Grâce à des recrutements ciblés (El Houni, Badrane, Benghith qui alterne encore des hauts et des bas…), et leur adaptation rapide, et malgré quelques accidents de parcours et des critiques inévitables, l’Espérance vit actuellement son apogée. Ses plus beaux jours. On peut même dire sans risque de se tromper qu’il y a actuellement l’Espérance et les autres, aussi bien au niveau des structures mises en place que de l’infrastructure. Pourtant, face au marathon imposé par un calendrier démentiel, il faut faire attention à l’usure physique et la lassitude mentale. De leur côté, les supporters font leur devoir. Ils doivent néanmoins faire attention aux fumigènes qui peuvent occasionner au club de lourdes sanctions, notamment dans les compétitions africaines.
Avez-vous gardé un contact avec votre club ?
Oui, je continue d’aller au stade assister aux rencontres de mon club. Le président du club Hamdi Meddeb a pris l’initiative louable de réserver des places dans les loges et les tribunes aux anciens joueurs. En 2009, j’ai pris une année de mise en disponibilité pour me consacrer à ma fonction de délégué de l’équipe seniors du temps de De Morais et Faouzi Benzarti. Dernièrement, à l’initiative d’un groupe d’Espérantistes des Emirats Arabes Unis composé d’Aymen, Hamza, Asma, Mouna…, nous avons été honorés, Abdelmajid Ben Mrad, le père de Hedi Berrekhissa et moi-même. On a pu rencontrer Said, un Emirati qui aime l’EST sans avoir jamais mis les pieds en Tunisie.

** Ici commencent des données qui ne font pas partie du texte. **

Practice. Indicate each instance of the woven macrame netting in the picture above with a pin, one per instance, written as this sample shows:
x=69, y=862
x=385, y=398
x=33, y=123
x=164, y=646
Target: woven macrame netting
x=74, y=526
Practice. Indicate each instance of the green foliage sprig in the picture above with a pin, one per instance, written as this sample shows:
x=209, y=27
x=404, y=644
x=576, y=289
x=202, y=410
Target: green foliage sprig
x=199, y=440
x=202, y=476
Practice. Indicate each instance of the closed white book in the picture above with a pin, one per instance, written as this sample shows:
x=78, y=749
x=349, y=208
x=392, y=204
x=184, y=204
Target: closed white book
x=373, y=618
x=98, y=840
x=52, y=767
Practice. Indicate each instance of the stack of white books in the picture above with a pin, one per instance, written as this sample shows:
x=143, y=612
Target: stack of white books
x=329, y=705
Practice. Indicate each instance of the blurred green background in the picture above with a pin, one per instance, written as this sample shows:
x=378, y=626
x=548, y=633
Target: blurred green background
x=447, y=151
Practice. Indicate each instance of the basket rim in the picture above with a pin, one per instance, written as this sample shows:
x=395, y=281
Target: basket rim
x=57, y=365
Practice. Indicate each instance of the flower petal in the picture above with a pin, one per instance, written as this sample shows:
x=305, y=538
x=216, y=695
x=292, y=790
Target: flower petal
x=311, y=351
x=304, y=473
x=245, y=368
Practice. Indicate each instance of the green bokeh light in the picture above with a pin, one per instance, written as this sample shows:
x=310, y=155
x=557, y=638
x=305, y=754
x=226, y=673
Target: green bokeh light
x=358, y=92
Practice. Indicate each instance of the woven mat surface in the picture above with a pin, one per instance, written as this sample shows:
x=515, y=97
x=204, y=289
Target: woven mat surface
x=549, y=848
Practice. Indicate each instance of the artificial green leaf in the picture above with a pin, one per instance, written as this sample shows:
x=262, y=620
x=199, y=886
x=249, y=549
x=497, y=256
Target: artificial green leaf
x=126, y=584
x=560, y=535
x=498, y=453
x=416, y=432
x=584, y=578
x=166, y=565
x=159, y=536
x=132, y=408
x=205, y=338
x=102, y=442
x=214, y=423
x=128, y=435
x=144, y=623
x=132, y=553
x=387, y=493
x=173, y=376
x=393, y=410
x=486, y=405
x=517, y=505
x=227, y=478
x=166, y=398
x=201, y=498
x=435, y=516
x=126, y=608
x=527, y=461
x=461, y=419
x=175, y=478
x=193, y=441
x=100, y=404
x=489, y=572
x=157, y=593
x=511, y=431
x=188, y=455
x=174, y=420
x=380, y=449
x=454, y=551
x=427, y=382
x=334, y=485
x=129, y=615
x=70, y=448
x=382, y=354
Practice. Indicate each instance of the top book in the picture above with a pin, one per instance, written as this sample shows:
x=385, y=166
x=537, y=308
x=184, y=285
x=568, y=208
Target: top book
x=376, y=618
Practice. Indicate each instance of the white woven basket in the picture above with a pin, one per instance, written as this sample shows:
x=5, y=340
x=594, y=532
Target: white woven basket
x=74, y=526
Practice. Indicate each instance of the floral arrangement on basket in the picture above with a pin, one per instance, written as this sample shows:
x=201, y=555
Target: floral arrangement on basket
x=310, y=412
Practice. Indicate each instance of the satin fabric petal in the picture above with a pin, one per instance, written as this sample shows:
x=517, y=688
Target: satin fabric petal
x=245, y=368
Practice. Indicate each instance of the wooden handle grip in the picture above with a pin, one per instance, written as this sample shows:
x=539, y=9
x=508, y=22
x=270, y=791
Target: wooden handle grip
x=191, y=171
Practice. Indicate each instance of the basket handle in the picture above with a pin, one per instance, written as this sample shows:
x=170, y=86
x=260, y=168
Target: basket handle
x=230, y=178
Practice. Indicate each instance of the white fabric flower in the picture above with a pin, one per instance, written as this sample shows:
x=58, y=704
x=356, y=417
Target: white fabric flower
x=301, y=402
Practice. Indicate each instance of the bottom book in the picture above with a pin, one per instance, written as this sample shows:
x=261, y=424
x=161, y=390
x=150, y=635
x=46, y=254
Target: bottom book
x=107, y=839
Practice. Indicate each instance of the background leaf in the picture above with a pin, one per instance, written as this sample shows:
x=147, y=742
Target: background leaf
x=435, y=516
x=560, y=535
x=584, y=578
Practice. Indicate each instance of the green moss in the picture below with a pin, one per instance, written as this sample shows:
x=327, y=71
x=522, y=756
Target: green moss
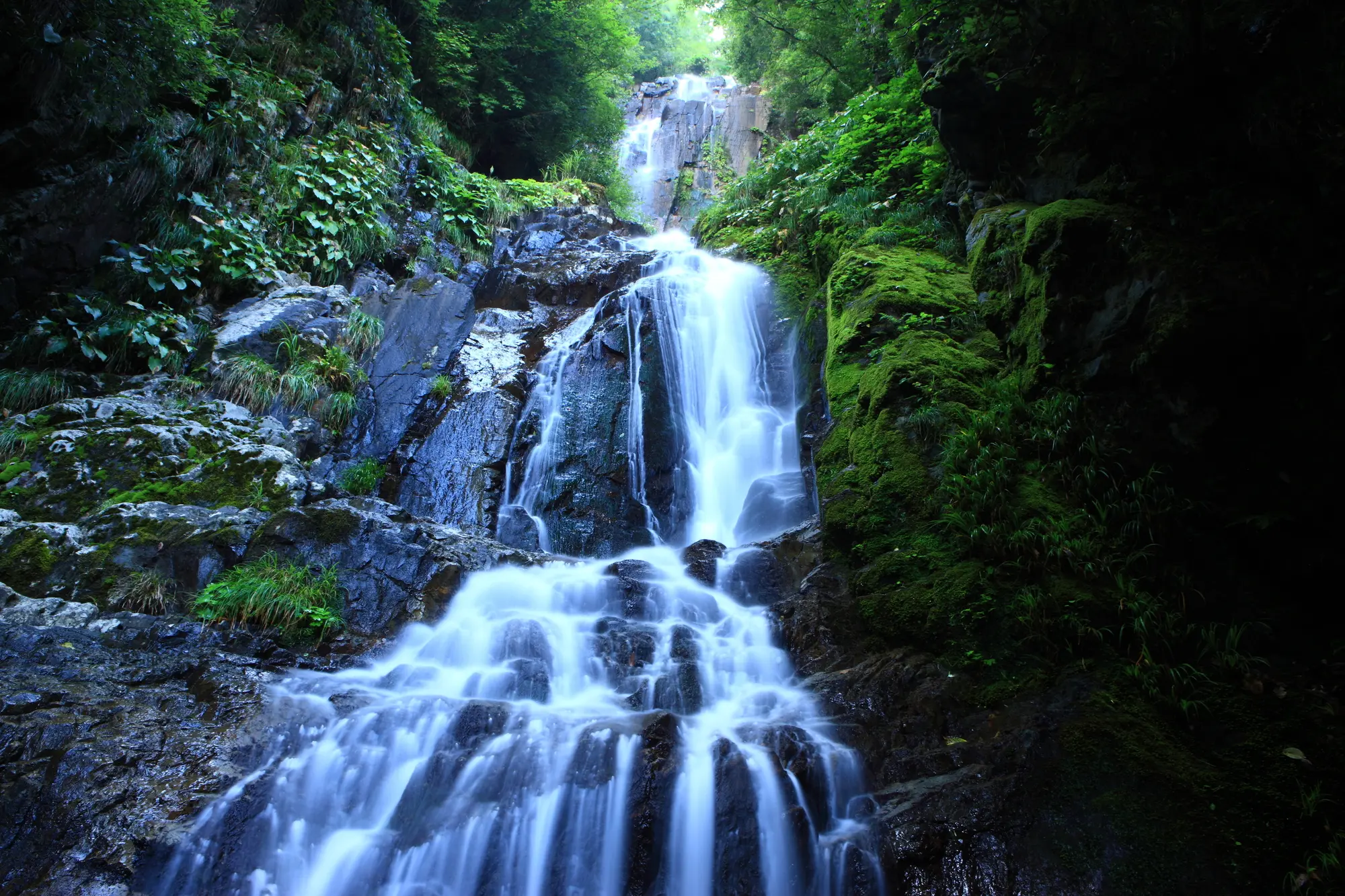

Que vous a donné le sport ?
L’honneur de porter les couleurs d’un aussi grand club que l’Espérance avec lequel je n’ai d’ailleurs jamais rompu. On entend dire tel un slogan: Tarajji Ya Dawla. C’est le cas de le dire, et je sais de quoi je parle: En toute objectivité, c’est un autre monde, une école de la vie. Et je suis fier d’avoir appartenu à ce monument du sport tunisien.
Parlez-nous de votre petite famille
Je me suis marié en 1985 avec Hedia, directrice dans une banque. Nous avons un enfant, Mohamed Aziz, un fou de Manchester United et de l’EST, cela va de soi. Il est en 2e année des cours de physiothérapie. Je ne vis au fond que pour ma petite famille.
Comment passez-vous votre temps libre ?
Un peu comme tous les jeunes retraités. Au fil des années, je suis devenu casanier. Le week-end, c’est l’inévitable partie de belote au café. Et le match de l’EST au stade, s’il est important. A la télé, je suis assidûment les plateaux politiques et les parties de MU et du Real.
Enfin, êtes-vous optimiste pour l’avenir de la Tunisie ?
Pas beaucoup. Oubliant leur rôle et les attentes des citoyens, les politiciens s’accrochent à leurs sièges. C’est une maladie chez eux. Pourtant, c’est l’élite du pays. Forcément, cela produit un ras-le-bol chez le commun des citoyens.